Ese pecho donde late Anahata, tu cuarto chakra. (El corazón que dibujaste en tus cuadernos de primaria. El mismo que traicionaste al graduarte en la academia.) El que abres a cuchillo para resguardarte en la tormenta. El que te da a luz cuando todo pasó ya y cicatriza, lento, sin alterarse. El que sufre tus incursiones en el planeta del hielo y la desolación. Te digo que es tu alma.
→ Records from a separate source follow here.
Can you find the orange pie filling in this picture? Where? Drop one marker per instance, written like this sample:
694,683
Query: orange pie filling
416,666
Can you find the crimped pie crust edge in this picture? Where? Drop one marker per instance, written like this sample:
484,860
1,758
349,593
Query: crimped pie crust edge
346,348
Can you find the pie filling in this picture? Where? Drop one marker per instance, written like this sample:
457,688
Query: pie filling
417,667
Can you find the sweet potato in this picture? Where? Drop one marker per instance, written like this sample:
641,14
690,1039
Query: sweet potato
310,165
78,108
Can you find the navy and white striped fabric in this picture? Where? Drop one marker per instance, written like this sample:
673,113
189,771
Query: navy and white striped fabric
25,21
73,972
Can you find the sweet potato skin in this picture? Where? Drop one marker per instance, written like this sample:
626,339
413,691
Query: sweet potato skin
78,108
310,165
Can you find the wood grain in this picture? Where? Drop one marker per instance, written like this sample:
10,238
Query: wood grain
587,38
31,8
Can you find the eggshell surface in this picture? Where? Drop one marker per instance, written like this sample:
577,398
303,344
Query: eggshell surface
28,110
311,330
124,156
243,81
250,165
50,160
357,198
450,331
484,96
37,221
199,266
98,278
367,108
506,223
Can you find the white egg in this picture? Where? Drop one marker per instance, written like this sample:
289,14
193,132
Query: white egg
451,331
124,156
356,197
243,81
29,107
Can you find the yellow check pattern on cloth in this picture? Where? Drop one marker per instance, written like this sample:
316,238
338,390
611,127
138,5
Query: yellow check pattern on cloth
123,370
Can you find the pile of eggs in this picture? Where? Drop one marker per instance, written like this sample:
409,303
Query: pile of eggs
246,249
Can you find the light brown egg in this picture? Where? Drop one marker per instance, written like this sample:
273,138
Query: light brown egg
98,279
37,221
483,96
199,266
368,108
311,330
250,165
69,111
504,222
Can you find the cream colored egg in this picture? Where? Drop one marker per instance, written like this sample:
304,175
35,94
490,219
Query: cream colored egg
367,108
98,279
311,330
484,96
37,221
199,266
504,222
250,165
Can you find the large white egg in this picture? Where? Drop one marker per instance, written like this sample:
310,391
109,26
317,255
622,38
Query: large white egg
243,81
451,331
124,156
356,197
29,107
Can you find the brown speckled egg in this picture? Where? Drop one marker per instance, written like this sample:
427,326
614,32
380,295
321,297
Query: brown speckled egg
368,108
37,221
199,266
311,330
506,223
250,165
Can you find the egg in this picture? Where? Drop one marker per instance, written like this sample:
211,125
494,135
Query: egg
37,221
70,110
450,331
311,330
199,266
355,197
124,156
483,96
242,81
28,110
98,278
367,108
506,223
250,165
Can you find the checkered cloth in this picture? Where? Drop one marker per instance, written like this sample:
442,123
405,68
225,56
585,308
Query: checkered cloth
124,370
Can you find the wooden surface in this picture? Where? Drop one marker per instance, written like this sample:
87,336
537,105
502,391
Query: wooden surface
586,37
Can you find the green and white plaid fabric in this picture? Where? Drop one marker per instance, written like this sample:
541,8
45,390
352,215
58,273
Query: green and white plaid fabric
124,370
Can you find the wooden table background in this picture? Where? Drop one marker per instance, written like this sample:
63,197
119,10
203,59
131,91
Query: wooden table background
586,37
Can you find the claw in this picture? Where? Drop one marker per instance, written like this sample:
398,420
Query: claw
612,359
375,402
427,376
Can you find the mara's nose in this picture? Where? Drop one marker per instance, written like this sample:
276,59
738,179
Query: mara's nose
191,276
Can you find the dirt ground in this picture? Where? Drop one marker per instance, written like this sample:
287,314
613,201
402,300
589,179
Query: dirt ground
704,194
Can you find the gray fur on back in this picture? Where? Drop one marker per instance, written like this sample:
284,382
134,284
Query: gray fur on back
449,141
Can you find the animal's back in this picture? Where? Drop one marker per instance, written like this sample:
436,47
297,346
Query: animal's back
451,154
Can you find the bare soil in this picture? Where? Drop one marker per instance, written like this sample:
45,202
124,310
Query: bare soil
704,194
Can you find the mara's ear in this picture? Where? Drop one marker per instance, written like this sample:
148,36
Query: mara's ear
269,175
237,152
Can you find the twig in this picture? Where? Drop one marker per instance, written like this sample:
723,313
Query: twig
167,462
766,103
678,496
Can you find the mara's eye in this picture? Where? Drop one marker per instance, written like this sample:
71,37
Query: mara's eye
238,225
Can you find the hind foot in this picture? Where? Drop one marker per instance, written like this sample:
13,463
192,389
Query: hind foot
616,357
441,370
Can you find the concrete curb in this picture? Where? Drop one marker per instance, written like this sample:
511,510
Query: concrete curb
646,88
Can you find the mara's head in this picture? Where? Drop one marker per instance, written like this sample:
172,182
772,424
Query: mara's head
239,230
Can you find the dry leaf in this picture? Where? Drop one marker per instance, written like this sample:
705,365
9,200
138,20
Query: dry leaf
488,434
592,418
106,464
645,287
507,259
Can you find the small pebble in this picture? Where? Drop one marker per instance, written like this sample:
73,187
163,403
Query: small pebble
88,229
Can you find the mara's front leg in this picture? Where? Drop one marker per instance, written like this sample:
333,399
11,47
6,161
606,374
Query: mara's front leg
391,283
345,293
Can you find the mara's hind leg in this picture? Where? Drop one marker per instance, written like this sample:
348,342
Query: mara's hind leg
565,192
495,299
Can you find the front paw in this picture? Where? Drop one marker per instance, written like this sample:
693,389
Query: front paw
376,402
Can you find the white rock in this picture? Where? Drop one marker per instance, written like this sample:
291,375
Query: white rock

Fiel montura. La dispuesta a abrirse, a ser tu vaina, tu crisálida en le petit mal, cada vez que tu espalda se quiebre, cada vez que la nieve te devore, cada vez que la soledad del campo abierto se vuelva la negra noche del alma, y no consigas una sola de las banderas enemigas.
Kylo
El dolor es la llave.
No dejes que las heridas cicatricen,
mantén abiertas esas puertas.
Amartillada esa arma.
Lastímate a ti mismo
para recordar cuando otros
te lastimaron.
Multiplica cualquier daño,
cualquier golpe:
son el carbón,
el plutonio,
el material fusionable
de tu caldera antigua, tus bombas,
tu apocalipsis.
La metralla que te atraviesa
lentamente el pecho.
No permitas que nadie la remueva.
En el laboratorio de tu odio inventa
una máquina que la mantenga en su lugar:
llámala honor, justicia, baila con ella
bajo la luz de la luna.
No extermines la amenaza.
No mates absolutamente a todos tus enemigos.
No cierres los ojos.
No olvides.
No perdones. Nunca.
Nunca. No apagues por entero el incendio
que aureola de sangre y hiel
la inexistente paz de tu noche.
Deja las brasas vivas.
Conserva una llama en la hoguera
y deja que renazca y se multiplique
cuando el bosque esté a punto
de florecer, de cubrir el pasado,
de olvidarlo.
Golpea tu costado herido.
Galópate.
Húndete las espuelas.
Mete tu dedo en las llagas.
Echa sal en las cortaduras.
Toma un prisionero: tú
y practica la tortura.
Dales nombre a tus accidentes.
Grítalos y maldícete por ellos,
porque a nadie sucedieron, sólo a ti.
Porque las plagas se concentraron
sólo en ti.
Recuerda el odio que te enseñaron tu padre y tu dios
y a tu infancia regresa cuando creas
que de ellos te liberas.
Golpea las quemaduras de tu cuerpo.
Invócate.
Arroja puñados de pólvora a tu alma.
No te des descanso.
No te permitas olvido.
Azúzate.
Azótate.
El dolor es tu perro de caza.
Tu munición.
Tu puño más firme.
La grieta de ti con vista al infierno.
Tu cosplay de Atila el Huno.
Potencia que te mueve
y te consume.
Tu reino y tu derrota.
Tu ejército y tu horca.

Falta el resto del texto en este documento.